CARLOS PÉREZ DE ZIRIZA: Si hemos de dar crédito al reciente documental de Francis Whately (David Bowie: The Last Five Years), el músico británico no supo de lo irremediable de su enfermedad hasta cuando solo quedaban tres meses para su fallecimiento, hace poco más de un año, el 10 de enero de 2016. Para entonces, el contenido de su álbum Blackstar, que vio la luz dos días antes, ya estaba más que concluido. ¿Es tan relevante que su gestación se hubiera producido tan solo -que no es poco- bajo la amenaza de la fatal enfermedad o directamente -tal y como hasta ahora habíamos creído- a modo de epitafio voluntario? No lo parece: el giro de timón de Bowie respecto a su anterior trabajo (The Next Day, 2013) era más que considerable, y parece más que inverosímil que su sombrío y heterodoxo contenido (prorrogado ahora en un EP con tres temas nuevos) no tuviera relación alguna con el cáncer de hígado que le fue diagnosticado cuando estaba inmerso en su grabación. La duda, fruto del carácter reclusivo de un artista capital que siempre mantuvo el control absoluto sobre la proyección exterior de su obra y su propia vida, no anula el sesgo luctuoso de un año marcado no solo por su último álbum, sino también por el canto del cisne de Leonard, el cariz elegiaco del primer álbum de Nick Cave tras perder a su hijo de 15 años e incluso decesos improductivos en este ejercicio pero igualmente trascendentes por la magnitud del currículo del finado, como fue el caso de Prince. Al margen de ese sesgo fúnebre, al que tendremos que irnos acostumbrando por una cuestión meramente generacional (las hornadas de músicos ilustres que se dieron a conocer en los 60 y 70 del siglo pasado frisan los 70 u 80 años), alentador -en estos casos- de obras de gran peso específico, hay tendencias que deben recaer en el debe del año que terminó hace un par de semanas. La preeminencia de la música negra y de la electrónica como materias
en continua regeneración, aptas incluso como tablas de salvación para músicos ajenos a sus coordenadas pero necesitados de liftings sonoros creíbles, es una de ellas. En el primer apartado (que tanto influyó a los últimos Lambchop o Bon Iver) hay que consignar la pujanza de un fermento hip hop que, más allá de Kanye West, alumbró discos como los de Danny Brown, Anderson .Paak, Kate Tempest, Kendrick Lamar o los veteranos A Tribe Called Quest. Sin olvidarnos de la confirmación de Beyoncé como fuerza motriz clave en esa encrucijada sonora entre rap, R’N’B y soul rock, por cuanto su sextó álbum medró con más determinación que nunca entre nutrientes tan diversos. En el segundo, significativa fue la fascinante reconversión de Antony Hegarty en Anohni, de la mano de la electrónica de Hudson Mohwake y Oneohtrix Point Never, al margen de entregas más previsibles Hecker o los incombustibles Underworld.

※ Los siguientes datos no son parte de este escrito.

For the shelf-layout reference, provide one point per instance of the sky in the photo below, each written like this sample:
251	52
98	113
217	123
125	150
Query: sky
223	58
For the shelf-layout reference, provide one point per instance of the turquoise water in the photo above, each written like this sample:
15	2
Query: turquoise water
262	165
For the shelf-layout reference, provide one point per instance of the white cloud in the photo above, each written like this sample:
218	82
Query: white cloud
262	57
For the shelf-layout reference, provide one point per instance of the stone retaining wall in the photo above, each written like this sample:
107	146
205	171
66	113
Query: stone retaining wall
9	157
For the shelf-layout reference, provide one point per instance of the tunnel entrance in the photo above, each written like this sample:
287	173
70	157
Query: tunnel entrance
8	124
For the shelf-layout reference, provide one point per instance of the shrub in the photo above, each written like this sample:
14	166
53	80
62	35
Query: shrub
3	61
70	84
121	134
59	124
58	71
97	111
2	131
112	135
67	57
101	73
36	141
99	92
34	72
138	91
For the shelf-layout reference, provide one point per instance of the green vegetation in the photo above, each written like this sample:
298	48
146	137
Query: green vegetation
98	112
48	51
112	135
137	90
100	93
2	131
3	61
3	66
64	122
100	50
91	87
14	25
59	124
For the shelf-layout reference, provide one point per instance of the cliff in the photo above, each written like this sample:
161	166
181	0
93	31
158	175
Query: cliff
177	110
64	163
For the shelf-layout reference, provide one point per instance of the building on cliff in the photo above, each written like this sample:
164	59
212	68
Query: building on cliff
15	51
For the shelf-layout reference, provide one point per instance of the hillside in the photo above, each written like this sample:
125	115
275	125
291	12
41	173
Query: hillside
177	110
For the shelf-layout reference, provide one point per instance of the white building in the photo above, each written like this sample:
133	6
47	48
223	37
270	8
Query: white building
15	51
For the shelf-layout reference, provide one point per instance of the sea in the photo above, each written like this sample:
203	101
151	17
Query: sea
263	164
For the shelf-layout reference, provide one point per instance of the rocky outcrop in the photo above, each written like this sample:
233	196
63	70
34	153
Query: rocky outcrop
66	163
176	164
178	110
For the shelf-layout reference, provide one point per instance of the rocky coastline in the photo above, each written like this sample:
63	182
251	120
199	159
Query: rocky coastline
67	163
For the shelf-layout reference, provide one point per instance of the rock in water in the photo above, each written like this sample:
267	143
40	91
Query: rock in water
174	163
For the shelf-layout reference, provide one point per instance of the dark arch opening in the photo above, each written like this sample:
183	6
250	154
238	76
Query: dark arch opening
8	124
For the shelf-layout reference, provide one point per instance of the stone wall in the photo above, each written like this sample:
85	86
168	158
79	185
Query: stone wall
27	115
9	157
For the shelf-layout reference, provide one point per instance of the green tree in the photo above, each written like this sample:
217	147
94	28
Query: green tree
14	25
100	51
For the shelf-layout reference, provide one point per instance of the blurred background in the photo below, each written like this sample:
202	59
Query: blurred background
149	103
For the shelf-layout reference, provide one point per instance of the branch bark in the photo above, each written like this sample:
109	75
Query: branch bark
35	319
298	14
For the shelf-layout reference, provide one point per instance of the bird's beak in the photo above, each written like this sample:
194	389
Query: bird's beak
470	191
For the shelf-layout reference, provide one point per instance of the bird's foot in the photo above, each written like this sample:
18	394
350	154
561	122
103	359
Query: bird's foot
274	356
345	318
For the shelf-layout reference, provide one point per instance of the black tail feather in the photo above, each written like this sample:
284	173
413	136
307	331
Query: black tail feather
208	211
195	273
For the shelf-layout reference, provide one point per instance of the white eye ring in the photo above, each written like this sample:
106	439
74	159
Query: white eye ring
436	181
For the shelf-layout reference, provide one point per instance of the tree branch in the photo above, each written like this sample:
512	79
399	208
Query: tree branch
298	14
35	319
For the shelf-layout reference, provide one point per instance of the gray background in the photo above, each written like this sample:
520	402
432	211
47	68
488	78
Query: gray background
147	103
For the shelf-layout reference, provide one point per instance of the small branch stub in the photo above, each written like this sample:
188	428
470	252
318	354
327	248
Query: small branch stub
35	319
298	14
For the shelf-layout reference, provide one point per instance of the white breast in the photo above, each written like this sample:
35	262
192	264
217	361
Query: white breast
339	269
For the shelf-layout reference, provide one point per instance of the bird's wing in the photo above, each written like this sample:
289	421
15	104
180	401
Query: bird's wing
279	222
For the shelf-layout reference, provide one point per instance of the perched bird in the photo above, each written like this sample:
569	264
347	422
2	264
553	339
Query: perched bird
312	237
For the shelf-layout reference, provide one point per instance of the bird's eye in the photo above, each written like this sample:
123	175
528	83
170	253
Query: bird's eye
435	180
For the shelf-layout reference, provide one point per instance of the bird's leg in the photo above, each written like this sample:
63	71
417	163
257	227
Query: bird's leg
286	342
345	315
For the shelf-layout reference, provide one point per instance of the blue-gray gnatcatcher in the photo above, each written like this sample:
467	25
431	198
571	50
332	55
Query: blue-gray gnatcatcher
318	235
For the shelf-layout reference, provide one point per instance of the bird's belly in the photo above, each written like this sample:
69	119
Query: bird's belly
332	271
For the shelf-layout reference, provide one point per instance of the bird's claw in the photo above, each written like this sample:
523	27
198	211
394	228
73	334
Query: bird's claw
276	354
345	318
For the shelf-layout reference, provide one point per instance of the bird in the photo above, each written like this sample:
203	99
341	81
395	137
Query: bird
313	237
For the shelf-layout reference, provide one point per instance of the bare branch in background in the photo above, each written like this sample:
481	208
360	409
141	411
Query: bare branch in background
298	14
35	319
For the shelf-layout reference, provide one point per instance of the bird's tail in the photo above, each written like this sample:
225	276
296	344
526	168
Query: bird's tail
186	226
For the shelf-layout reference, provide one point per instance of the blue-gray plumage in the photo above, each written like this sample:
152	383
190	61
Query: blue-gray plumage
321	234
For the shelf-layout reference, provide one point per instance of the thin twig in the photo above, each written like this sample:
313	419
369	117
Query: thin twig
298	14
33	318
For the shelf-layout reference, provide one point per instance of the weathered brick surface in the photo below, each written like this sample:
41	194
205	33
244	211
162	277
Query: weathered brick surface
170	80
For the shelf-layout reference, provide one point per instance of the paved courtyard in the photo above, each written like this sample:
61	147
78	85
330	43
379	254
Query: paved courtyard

En nuestra próxima entrega abordaremos parte de lo más destacado en el ámbito estatal y local, junto a nuestra habitual lista de recomendaciones, no sin antes resaltar el indie rock de filiación noventera de Scott & Charlene’s Wedding, Car Seat Headrest, The Trouble With Templeton o Parquet Courts, el folk rock y la americana de discos tan notables como los de Okkervil River, Kevin Morby, el mejor Cass McCombs, Case/Lang/Veirs, Damien Jurado o Angel Olsen, el chispeante pop de tiralíneas de Teenage Fanclub o The Lemon Twigs, los tratados soul de Michael Kiwanuka, Myles Sanko o Charles Bradley o la magnética heterodoxia de Warpaint y Orchestra of Spheres.